Now, yes, there are predictions that you could get a supermassive black hole launched into space, especially during a galaxy merger if the velocity of the smaller black hole exceeds the escape velocity of the combined galaxy.

But I'd be wary of assuming that it's a launched black hole, unless we can find the merger it comes from. There may be ways for such a black hole to form that cause the stars to be launched away rather than the black hole being flung, and if a galaxy isn't rotating fast enough to be stable, one could imagine that a sufficiently small galaxy was simply consumed by its central black hole. Both of these would seem to produce exactly the same outcome, if all we have is the black hole itself and a velocity.

I'm not going to say either of these is likely in this case, or that astronomers haven't examine them (they almost certainly have), but rather that we should be cautious until we've a clearer idea of what the astronomers have actually been able to determine or rule out.

Comment Re: Bad example (Score 1) 126

I use my iPhone or my HomePod when im actually home. This is a shit decision to buy an internet connected alarm clock. However, with Office 365, every fucking company switched to subscription, especially in software. Remember when apps were one-time buys? Recurring revenue has become the only meaningful way of driving valuation (otherwise BMW wouldn't have started charging monthly fees for seat warmers).

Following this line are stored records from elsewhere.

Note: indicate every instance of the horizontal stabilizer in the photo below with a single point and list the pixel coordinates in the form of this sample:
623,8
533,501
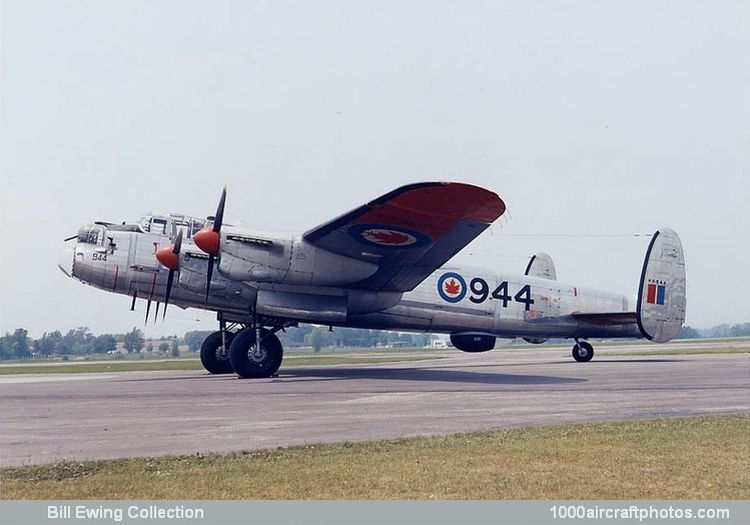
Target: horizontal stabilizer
661,295
410,232
541,265
606,318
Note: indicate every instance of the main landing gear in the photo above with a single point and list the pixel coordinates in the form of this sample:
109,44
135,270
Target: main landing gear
583,351
224,352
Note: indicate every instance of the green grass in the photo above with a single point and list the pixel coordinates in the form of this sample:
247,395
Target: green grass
190,364
685,458
684,351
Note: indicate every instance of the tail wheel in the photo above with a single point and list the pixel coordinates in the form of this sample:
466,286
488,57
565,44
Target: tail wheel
583,352
250,361
214,356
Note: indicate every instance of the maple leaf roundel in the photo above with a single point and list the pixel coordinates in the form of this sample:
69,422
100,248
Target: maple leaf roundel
451,287
388,236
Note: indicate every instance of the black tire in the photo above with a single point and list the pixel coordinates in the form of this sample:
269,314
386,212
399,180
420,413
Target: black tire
249,364
212,357
583,352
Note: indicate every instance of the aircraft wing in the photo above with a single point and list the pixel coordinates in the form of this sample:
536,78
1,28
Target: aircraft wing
411,231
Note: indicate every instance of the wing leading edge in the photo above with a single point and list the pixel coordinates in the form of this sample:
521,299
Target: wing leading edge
411,231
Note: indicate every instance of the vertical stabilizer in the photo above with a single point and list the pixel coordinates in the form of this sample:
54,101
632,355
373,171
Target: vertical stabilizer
661,294
541,265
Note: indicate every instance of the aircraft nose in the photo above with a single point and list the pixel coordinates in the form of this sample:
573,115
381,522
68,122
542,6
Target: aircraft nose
65,261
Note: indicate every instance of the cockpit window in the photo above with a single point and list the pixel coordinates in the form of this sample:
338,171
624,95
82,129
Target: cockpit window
91,235
159,226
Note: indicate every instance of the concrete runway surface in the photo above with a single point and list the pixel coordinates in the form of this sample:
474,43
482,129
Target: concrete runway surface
44,418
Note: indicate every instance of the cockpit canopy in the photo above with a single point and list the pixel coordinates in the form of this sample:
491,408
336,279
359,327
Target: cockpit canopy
169,225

Comment Re:iRobot couldn't afford to operate. (Score 2, Insightful) 74

Honestly I wouldn't want the Trump administration to have a say so in what companies are allowed to acquire or get acquired. There is way too much politics involved and having Trump picking winners and losers (which let's be honest, is probably about who sucked up to him that week) is a very very bad idea. I get in 2022 this was done in the Biden administration, but really no administration should have a say so. The right answer is to have the markets sort it out by themselves and consumers should leveredge boycott more powerfully, frequently, and potently to disrupt business that abuse. I dont trust government to know what's best for me. I know what's best for me, and I trust my fellow Americans to make decisions for what's best for them without Trump's administration trying to guise itself as a guardian angel on my shoulder controlling what I have access to and not.